Full Proposal Deadline Date: December 11, 2019; December 11, Annually Thereafter
Proposals may only be submitted by the following:
- Institutions of Higher Education (IHEs) - Two- and four-year IHEs (including community colleges) accredited in, and having a campus located in the US, acting on behalf of their faculty members. Special Instructions for International Branch Campuses of US IHEs: If the proposal includes funding to be provided to an international branch campus of a US institution of higher education (including through use of subawards and consultant arrangements), the proposer must explain the benefit(s) to the project of performance at the international branch campus, and justify why the project activities cannot be performed at the US campus.
- Non-profit, non-academic organizations: Independent museums, observatories, research labs, professional societies and similar organizations in the U.S. associated with educational or research activities.
An investigator may participate as Principal Investigator (PI), co-Principal Investigator (co-PI), Project Director (PD), Senior Personnel or Consultant in no more than two proposals submitted in response to this solicitation. These eligibility constraints will be strictly enforced in order to treat everyone fairly and consistently. In the event that an individual exceeds this limit, proposals received within the limit will be accepted based on earliest date and time of proposal submission (i.e., the first two proposals received will be accepted, and the remainder will be returned without review). No exceptions will be made.
Proposals submitted in response to this solicitation may not duplicate or be substantially similar to other proposals concurrently under consideration by NSF or NIH programs or study sections. Duplicate or substantially similar proposals will be returned without review.

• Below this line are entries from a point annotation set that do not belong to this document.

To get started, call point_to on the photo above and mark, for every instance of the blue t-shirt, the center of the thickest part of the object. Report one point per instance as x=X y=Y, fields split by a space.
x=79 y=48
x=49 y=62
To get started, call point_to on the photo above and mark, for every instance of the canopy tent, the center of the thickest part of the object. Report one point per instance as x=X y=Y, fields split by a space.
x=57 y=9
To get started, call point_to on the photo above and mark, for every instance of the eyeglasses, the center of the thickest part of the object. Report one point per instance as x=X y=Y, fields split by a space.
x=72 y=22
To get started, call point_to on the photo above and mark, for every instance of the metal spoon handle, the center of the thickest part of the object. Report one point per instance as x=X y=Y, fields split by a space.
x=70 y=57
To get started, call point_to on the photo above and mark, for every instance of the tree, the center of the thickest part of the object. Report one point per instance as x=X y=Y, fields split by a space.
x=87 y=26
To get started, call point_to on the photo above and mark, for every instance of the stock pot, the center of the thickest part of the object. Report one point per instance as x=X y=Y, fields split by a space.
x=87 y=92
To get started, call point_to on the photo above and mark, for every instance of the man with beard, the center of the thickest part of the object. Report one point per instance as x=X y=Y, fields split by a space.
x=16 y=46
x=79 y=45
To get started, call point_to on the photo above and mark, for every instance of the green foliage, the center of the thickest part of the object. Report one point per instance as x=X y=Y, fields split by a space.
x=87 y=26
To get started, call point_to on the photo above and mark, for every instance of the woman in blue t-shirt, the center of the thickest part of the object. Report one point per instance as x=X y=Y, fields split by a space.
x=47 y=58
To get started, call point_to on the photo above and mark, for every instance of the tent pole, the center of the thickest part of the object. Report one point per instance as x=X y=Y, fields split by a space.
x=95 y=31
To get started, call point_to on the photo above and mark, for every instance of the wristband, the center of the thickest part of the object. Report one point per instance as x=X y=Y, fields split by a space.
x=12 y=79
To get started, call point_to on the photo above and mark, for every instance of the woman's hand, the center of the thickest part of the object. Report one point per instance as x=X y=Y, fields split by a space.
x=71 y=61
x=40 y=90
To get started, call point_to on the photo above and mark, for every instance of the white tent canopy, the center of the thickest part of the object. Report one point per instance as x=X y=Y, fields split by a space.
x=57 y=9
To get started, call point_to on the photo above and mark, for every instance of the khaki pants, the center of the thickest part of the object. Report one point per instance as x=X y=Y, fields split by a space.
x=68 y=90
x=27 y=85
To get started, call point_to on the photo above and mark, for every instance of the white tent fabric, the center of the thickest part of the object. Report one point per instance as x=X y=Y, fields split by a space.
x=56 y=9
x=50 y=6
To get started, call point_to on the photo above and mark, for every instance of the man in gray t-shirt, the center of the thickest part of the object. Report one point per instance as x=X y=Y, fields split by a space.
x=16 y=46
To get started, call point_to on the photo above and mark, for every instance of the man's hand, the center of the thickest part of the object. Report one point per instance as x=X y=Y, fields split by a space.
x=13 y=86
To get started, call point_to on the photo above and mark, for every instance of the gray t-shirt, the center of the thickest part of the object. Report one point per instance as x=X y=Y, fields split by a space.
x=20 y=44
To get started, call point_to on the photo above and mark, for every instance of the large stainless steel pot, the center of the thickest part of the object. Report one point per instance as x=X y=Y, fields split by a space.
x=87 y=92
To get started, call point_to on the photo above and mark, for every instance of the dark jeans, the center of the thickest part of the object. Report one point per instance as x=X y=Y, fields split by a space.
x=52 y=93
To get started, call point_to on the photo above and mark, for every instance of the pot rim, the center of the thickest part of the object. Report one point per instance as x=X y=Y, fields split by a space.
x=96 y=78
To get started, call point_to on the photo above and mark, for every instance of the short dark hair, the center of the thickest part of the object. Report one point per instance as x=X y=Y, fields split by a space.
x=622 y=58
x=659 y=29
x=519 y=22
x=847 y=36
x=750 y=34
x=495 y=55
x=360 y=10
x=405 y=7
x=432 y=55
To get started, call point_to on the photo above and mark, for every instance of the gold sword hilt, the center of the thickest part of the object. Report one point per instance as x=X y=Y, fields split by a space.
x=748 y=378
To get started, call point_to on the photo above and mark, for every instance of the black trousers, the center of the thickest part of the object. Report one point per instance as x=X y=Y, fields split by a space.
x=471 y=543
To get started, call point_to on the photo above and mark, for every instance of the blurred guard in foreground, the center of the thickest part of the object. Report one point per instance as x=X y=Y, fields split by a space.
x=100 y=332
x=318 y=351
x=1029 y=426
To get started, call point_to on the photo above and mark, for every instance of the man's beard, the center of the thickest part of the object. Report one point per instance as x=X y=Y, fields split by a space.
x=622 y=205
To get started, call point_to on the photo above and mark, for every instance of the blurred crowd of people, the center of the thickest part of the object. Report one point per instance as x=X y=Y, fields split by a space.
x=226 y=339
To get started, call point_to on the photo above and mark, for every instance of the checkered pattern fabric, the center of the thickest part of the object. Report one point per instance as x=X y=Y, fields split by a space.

NIH will not accept any application that is essentially the same as one already reviewed within the past 37 months (as described in the NIH Grants Policy Statement), except for submission:
- To an NIH Requests for Applications (RFA) of an application that was submitted previously as an investigator-initiated application but not paid;
- Of an NIH investigator-initiated application that was originally submitted to an RFA but not paid; or
- Of an NIH application with a changed grant activity code.
Estimated Number of Awards: 8 to 16 per year, subject to the availability of funds.
Anticipated Funding Amount: $11,000,000 to $20,000,000 will be invested in proposals submitted to this solicitation in FY 2018, subject to the availability of funds and the quality of the proposals received.